# Tonight



## Katja24 (Jun 7, 2011)

Hi all

We are thinking about trying either the ACE or BCA clubs tonight for a bite to eat and 1 or 2 beverages. Just wondering if anybody is a loose end and would like to join us, show us the ropes perhaps and prove expats in Maadi are a friendly bunch.


----------



## Sonrisa (Sep 2, 2010)

Sorry this message might be a bit late, but in order to be able to enter ACE club you need to be introduced by a member and pay LE20 per person. 

Fair enough, the rules are the rules, and rules are ther to be enforced. But just so you know that if you turn up at the ACE club without a member, you migh have to go back home. 


BCA however will allow you in. All you need is your ID and 20LE. They do Quiz night and Karaoke night and whatnot night, so plenty of chances to meet lots of friendly expats. Much better atmosphere too. 
Hope you had a good night yesterday, and you chose to go to the BCA over Ace Club.


----------



## JohnJ24 (Jun 10, 2011)

Sonrisa said:


> Sorry this message might be a bit late, but in order to be able to enter ACE club you need to be introduced by a member and pay LE20 per person.
> 
> Fair enough, the rules are the rules, and rules are ther to be enforced.
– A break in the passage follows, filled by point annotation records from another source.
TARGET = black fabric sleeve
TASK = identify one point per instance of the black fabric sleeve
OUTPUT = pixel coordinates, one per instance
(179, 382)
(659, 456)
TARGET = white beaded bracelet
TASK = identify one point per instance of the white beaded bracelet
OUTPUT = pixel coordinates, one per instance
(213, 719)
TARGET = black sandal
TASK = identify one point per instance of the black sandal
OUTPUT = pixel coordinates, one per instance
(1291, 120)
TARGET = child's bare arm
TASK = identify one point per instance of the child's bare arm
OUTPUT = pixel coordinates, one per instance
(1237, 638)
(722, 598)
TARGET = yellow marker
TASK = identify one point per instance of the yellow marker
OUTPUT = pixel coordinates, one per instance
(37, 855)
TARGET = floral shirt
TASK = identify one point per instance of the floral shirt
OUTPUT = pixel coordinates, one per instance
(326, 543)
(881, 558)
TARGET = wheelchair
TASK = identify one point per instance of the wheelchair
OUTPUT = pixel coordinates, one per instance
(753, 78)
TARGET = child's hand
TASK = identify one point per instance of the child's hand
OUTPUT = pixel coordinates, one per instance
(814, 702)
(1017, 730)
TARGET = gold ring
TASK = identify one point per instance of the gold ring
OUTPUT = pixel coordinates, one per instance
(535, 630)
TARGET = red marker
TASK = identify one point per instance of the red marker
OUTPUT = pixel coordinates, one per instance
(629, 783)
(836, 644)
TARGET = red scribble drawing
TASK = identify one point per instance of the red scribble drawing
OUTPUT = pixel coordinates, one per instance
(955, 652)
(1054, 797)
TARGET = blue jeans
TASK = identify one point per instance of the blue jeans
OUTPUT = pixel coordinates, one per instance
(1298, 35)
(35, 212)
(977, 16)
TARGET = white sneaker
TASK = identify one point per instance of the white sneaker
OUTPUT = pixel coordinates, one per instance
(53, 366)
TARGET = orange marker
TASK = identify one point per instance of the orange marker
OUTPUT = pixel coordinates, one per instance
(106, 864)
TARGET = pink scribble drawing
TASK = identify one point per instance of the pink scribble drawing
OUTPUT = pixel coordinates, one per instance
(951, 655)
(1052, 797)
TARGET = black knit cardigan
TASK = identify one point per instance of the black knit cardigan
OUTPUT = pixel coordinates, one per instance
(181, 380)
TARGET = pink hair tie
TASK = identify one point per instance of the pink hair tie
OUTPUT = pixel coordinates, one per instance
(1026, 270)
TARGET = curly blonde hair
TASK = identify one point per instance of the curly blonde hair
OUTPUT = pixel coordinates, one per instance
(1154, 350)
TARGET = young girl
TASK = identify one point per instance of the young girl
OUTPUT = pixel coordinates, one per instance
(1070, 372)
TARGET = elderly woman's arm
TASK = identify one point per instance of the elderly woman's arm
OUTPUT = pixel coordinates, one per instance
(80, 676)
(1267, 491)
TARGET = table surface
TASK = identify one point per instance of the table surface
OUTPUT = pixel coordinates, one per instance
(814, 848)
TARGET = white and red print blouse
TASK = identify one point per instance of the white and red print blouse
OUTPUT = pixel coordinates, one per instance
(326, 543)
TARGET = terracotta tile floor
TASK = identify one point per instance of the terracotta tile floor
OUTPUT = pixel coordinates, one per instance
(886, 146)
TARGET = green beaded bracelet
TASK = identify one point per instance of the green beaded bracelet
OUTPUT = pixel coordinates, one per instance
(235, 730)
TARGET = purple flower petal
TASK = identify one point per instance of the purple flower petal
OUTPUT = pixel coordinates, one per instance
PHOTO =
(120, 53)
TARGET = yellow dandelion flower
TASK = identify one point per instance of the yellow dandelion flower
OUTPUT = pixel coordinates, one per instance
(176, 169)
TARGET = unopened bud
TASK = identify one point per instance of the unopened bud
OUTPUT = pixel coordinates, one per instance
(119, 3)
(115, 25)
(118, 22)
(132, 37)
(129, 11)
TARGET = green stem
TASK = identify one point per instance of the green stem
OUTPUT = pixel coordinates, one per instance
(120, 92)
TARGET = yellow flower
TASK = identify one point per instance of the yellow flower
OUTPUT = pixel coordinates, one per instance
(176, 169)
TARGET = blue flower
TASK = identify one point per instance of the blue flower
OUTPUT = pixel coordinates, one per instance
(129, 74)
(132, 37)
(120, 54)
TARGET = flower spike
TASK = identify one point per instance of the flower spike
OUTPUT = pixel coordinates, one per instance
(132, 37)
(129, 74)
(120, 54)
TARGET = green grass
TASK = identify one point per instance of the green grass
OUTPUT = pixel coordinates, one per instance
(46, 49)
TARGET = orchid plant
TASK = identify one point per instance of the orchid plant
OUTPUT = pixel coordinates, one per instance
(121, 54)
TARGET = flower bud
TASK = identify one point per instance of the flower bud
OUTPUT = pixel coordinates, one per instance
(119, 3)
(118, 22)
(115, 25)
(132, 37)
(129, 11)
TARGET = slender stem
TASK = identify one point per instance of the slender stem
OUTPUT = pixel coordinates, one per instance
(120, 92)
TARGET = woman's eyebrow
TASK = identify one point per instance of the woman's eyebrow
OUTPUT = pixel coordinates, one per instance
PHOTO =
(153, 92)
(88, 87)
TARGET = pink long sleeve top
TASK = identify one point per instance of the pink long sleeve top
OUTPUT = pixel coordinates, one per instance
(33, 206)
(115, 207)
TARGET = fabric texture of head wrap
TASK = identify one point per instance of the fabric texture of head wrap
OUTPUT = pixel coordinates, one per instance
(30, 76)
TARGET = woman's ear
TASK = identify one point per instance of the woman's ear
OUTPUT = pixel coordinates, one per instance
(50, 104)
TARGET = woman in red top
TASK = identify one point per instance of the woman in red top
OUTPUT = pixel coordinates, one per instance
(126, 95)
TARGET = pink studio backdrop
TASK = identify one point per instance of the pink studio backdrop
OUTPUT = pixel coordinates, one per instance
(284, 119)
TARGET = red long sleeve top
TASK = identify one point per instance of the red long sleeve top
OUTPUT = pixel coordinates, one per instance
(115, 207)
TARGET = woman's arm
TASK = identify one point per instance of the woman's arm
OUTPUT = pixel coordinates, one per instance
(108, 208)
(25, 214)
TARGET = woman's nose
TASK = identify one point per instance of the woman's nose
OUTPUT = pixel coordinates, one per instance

But just so you know that if you turn up at the ACE club without a member, you migh have to go back home.
> 
> ...


Hi Sonrisa, I am Katja24's other half.

We went to BCA club last night and thought the atmosphere was quite nice.

It seems it will probably take lots of visits and a lot of patience before people start socialising with us, which is unfortunate because, really we don't bite!


----------